5. Consider the cases of a 50 Hz and a 5000 Hz sound signal. Know how these signals affect the basilar membrane and produce different pitch experiences according to the Rutherford/Wever frequency/volley explanation and the place explanations of Helmholtz and Von Bekesy.

6. What is a click-induced (transient, evoked) otoacoustic emission? How does this happen? What is a spontaneous otoacoustic emission? What do these spontaneous otoacoustic emissions tell us about the basilar membrane?

7. What are the two types of hearing loss? How does an audiogram differentiate between the two types? What type of hearing loss is presbycusis?

8. What is an audibility function? How is it produced? Know the general shape of the function. What does this tell us about hearing?

9. What is the amplitude-frequency shift? Know the general shapes of these contours for different frequencies. Functionally, what do these contours tell us about hearing?

10. What were Steven's scales of loudness and pitch? How were they created? Why aren't they in general use?

11. What is Fourier analysis? What does it mean to say that the basilar membrane is a Fourier analysis machine? Why is this an important property for the issue of sound identity/localization?
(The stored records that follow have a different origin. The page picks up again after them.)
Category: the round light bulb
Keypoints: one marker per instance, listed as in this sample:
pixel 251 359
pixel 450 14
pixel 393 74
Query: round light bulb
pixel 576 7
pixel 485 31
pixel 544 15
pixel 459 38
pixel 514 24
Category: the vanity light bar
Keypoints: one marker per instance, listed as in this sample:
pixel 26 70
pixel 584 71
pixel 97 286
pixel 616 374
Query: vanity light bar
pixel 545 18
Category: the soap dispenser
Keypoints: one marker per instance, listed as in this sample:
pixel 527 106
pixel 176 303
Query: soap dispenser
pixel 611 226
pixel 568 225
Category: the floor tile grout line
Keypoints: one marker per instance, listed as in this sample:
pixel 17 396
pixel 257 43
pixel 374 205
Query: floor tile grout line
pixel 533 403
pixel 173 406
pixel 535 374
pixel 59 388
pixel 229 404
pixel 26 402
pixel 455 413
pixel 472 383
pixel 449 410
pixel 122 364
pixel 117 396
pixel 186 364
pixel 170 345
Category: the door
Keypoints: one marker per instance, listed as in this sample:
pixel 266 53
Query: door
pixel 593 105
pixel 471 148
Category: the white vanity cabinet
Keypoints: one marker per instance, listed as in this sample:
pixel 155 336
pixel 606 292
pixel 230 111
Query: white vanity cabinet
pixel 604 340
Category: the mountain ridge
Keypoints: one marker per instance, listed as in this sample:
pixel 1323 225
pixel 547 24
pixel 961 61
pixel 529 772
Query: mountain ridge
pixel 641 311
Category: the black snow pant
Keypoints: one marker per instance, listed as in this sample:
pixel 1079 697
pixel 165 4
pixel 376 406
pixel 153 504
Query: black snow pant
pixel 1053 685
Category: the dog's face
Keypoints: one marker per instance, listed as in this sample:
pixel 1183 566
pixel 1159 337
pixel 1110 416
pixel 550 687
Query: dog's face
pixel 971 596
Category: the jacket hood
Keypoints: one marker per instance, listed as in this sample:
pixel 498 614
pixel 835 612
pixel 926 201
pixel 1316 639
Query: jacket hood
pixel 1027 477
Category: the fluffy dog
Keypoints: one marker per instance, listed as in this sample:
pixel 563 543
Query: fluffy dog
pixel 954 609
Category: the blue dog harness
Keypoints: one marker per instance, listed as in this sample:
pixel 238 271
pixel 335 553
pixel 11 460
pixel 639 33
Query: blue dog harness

12. Understand the azimuth system for indicating spatial location.

13. Know how interaural intensity differences contribute to localization of sounds. Does this work with all frequencies?

14. Know how interaural time differences contribute to localization of sounds. Does this work with all frequencies?

15. The cues for sound localization were tested in an experiment by Stevens and Newman on a rooftop at Harvard University. What were the results? What do the results suggest for human hearing?

16. What is the illusion that we experience when watching a video in a classroom or you watch TV at home? How does ventriloquism work? Can a person really "throw his voice"?

17. What is the cone of confusion? Why do we have difficulty discriminating between a sound located at 0 and at 180 degrees? Understand why moving your head makes localizing a sound easier in this situation. How does this effect apply to daily life?

18. What happens on your basilar membrane when I play a musical note, like a middle-C (~262 Hz), on a guitar or piano? How is that different from what happens with a 262 Hz sine wave?

19. For musical notes, what is the fundamental frequency? What are harmonics? Can you predict the location of harmonics if you know the fundamental frequency? What is timbre?

20. How did Helmholtz explain the relationship between pitch and timbre? What is the missing fundamental effect and why is it important for Helmholtz's explanation?